Chapter Three cont’d
Irish poetry in the early-to-middle nineteenth century is mainly dominated by four figures: Thomas Moore, Samuel Ferguson, James Clarence Mangan, and Thomas Davis, and these figures range between sentimentality and protest in their politics and their poetry.
There is clearly a certain sentimentalism in Thomas Moore’s famous Irish Melodies (published in 10 volumes between 1807 and 1834). These were enormously popular poems–at least as popular in Victorian England as in Ireland–that Moore set to music in the early 1800’s. The poems, or songs, are marked by sentimental images of the Irish landscape and culture (the Harp, the Minstrel, the Bard, the “island of sorrow,” the “last rose of summer”), and seem on the surface to romanticize and sugarcoat the realities of Irish life. Yet beneath the surface can be seen many impulses of national dignity and pride, even rebellion, as in such songs as “Dear harp of my country! in darkness I found thee,” and “The Harp that once through Tara’s Halls” (which Joyce puts to powerful use in his short story “Two Gallants”). In reading Moore, one must attend to the ways in which the surface meaning might rub against the hidden meanings, and the ways in which Moore employs apparently stock devices in unusual ways.
The work of Samuel Ferguson is in this style as well: romantic, lush, sentimental, ballad-like. Ferguson also employs many of the figures of Irish mythology, a vein that was just beginning to be mined by Irish writers. Ferguson sought a unity of Catholic and Protestant Ireland through this shared mythic past, and engaged in much translation work that would combine history, legend, and myth. But another poet, James Clarence Mangan, wrote in a different style: Mangan’s poetry is tortured, alienated, homeless, negative. Mangan resists sentiment and writes tragedy in its place. His most famous poem, “Dark Rosaleen,” is a love lament and a political allegory in one, a litany of the sufferings of the motherland, Ireland herself, the Dark Rosaleen of the title. Finally, Thomas Davis stands as the most political of all these writers. His poem/song “A Nation Once Again” puts forth the ideal of male comradeship, sacrifice in a patriotic cause, and a glorious free Ireland–ideals that would motivate Irish rebels throughout the late nineteenth and early twentieth centuries.
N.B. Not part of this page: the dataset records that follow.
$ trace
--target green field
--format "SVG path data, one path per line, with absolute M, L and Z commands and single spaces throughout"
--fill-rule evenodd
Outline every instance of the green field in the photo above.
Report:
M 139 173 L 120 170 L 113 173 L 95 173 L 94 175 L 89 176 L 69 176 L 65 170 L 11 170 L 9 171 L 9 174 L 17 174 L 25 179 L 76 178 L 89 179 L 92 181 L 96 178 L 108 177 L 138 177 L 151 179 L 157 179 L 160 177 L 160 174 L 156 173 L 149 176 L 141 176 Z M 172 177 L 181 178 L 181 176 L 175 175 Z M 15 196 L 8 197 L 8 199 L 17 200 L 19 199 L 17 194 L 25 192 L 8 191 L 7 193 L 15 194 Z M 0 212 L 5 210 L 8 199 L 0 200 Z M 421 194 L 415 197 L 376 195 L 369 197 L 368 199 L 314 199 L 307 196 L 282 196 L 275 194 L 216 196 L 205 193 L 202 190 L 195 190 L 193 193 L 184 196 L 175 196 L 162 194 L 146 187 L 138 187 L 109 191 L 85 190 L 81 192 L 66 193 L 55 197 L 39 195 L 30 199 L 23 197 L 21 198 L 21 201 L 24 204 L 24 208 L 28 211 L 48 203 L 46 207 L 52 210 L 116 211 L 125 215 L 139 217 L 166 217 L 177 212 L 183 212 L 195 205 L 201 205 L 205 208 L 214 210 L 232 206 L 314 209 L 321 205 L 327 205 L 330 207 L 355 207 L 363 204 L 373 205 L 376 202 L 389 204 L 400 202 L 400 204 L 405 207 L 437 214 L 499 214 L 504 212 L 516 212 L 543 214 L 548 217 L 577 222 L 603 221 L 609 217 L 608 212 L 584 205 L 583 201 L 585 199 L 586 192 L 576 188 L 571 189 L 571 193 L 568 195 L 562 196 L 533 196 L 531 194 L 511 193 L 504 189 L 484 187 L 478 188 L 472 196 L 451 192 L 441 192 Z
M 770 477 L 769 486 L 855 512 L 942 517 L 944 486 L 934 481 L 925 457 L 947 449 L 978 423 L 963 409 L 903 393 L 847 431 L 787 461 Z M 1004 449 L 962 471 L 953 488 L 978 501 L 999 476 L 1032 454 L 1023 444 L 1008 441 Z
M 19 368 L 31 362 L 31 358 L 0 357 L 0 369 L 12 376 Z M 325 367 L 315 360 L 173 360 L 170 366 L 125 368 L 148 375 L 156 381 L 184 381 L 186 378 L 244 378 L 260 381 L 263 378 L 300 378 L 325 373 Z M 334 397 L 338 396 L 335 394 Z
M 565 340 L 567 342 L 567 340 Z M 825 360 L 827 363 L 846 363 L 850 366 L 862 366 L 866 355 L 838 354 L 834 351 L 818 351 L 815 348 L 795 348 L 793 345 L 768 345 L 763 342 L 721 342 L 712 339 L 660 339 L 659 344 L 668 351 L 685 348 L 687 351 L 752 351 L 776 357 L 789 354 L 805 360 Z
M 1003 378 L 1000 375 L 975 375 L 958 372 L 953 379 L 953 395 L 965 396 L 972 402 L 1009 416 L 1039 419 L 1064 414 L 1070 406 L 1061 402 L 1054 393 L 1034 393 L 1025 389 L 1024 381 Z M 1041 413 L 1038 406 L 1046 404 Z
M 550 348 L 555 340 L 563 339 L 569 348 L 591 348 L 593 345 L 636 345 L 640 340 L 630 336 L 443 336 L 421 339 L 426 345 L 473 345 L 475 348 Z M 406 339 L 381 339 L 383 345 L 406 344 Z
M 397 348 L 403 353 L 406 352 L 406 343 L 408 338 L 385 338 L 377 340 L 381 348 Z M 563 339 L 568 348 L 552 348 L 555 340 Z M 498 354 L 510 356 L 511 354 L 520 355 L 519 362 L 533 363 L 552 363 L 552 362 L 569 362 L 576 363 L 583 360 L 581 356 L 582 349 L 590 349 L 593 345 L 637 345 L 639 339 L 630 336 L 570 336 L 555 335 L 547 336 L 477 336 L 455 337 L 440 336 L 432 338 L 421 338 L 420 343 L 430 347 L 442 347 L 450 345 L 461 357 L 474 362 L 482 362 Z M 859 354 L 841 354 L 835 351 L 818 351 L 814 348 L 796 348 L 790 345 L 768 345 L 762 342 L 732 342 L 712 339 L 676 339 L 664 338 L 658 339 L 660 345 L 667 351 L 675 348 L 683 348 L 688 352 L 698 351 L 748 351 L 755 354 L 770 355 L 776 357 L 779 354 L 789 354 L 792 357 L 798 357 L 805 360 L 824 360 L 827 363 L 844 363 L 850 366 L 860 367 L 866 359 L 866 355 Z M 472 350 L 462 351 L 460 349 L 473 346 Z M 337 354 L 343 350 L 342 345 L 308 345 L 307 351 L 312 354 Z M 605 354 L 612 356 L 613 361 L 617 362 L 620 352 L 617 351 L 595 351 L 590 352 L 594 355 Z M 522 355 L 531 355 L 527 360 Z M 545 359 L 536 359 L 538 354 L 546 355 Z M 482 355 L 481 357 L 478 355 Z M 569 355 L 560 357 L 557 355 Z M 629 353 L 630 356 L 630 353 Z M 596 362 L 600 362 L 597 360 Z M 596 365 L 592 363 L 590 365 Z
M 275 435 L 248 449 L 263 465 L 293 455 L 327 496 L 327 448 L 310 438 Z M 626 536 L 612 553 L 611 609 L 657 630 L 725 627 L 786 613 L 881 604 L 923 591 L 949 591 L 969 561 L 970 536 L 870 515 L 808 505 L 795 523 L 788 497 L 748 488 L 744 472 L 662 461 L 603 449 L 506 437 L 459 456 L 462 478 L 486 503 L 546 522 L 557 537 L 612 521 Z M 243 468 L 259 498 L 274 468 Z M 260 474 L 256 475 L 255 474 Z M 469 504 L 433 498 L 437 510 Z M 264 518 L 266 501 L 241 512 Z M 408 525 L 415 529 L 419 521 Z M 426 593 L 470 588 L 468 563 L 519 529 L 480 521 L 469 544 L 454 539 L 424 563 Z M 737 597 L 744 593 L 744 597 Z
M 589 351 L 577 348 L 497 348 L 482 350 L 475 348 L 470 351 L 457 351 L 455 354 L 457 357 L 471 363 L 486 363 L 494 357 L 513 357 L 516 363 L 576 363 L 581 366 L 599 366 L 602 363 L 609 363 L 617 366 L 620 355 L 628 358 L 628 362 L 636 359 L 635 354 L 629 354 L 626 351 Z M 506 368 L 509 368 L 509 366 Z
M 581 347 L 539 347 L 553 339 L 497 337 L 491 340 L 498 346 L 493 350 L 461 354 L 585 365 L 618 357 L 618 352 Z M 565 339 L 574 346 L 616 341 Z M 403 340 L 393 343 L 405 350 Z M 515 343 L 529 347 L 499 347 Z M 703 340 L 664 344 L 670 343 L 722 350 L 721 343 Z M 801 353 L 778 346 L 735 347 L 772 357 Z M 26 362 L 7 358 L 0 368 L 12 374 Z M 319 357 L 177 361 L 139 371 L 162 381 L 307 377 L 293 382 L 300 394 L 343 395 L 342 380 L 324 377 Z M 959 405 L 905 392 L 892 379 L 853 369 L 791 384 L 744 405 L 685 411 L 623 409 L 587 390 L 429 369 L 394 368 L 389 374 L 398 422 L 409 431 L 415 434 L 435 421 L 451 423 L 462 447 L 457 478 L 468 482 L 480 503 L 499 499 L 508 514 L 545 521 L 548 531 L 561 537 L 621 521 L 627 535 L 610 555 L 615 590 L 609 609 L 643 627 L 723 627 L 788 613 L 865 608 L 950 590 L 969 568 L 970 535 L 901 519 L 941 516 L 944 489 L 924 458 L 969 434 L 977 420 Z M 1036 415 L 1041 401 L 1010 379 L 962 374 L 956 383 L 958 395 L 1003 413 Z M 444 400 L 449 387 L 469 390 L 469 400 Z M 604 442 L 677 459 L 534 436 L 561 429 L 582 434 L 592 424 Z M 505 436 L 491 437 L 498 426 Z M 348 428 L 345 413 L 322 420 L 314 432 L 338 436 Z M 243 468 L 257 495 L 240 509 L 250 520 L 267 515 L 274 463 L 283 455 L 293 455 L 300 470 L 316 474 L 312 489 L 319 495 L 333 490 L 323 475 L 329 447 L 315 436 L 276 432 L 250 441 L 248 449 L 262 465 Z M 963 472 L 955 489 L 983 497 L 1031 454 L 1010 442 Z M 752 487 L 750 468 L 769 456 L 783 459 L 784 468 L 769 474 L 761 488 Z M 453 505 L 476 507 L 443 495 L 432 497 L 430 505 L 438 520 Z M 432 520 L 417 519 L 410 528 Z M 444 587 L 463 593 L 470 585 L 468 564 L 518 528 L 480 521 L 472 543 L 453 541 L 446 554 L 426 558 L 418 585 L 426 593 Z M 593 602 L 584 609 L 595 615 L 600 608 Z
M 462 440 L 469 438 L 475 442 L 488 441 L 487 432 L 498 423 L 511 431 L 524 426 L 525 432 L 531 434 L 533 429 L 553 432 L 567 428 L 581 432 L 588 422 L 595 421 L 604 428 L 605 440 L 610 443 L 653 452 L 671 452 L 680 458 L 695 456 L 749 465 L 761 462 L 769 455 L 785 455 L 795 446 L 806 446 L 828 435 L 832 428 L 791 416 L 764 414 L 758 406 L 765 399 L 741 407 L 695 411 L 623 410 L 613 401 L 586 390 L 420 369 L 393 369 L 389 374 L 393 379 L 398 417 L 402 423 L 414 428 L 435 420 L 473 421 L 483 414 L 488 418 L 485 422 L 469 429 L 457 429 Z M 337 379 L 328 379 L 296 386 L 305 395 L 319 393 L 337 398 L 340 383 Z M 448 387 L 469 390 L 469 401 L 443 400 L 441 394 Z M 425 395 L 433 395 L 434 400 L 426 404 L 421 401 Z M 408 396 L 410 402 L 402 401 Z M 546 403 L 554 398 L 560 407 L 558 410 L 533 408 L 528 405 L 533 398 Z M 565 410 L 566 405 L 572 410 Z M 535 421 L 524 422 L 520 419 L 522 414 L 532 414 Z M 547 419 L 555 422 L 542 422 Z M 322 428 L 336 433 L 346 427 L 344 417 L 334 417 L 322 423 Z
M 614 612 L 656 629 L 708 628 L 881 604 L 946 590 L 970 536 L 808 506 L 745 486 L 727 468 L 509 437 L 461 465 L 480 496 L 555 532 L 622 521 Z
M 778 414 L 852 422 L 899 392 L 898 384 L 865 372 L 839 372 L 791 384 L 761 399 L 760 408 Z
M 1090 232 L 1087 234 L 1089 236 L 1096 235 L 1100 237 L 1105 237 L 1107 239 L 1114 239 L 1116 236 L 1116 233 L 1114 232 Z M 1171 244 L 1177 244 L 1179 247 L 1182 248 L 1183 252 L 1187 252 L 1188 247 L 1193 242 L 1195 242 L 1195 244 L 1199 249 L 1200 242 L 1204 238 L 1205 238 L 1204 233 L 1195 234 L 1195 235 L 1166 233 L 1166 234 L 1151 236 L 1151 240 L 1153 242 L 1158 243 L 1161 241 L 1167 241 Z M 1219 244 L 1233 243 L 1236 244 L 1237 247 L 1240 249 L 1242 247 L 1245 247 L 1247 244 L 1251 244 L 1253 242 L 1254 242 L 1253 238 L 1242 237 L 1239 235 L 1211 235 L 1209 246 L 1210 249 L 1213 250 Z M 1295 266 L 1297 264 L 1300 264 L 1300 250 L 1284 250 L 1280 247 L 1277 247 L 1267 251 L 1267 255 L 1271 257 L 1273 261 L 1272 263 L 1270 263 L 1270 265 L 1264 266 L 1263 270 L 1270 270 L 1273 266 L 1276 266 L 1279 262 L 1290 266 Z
The Irish writers at the end of the 19th century would look back upon these poets with different attitudes: Yeats was strongly attracted to Ferguson, who had begun an Irish ballad tradition in English that Yeats would take up; whereas Joyce was strongly attracted to Mangan, whom he called “the most significant poet of the modern Celtic world.”
The Irish economy, already fragile and ill-managed, was devastated by the famine, particularly the rural, peasant classes in the west. The population continued to decline, going from roughly 8 million just before the famine to only 4 million by the turn of the century. By far the bulk of these emigrants came to the U.S., and during this time the Irish American population, one of the most formidable ethnic groups in U.S. history, began to form. (For an excellent study of the Irish in America, see Lawrence McCaffrey’s classic The Irish Catholic Diaspora in America, 1997). This population was, understandably, greatly embittered against Britain, and this anger would influence American political relations to Ireland and England throughout the 19th and 20th centuries.
The Great Famine, in addition to the economic and social devastation of the Irish population, increased in the Irish mind a deep-seated anger toward the entire system of British government in Ireland. (Lady Gregory, herself a product of the Anglo-Irish Protestant Ascendancy, would say later in her life: “I defy anyone to study Irish history without getting a dislike and distrust of England.”) From this time forward, Irish Nationalism takes on a bitter and more violent edge, for it now became clear to many that Ireland would slowly perish under British rule, and that Britain would allow this to happen. Thus, as the 19th century moved toward the 20th, Irish proto-military groups such as the Fenians or Irish Republican Brotherhood are formed, led by James Stephens, alongside groups like the Irish Land League, led by Michael Davitt and seeking reform of the outrageously unequal distribution and ownership of land. But none of these groups, and none of their leaders, could match the charisma and leadership of Charles Stewart Parnell, who rose to power in the mid-1870’s and soon was the dominant figure in both Irish and British politics.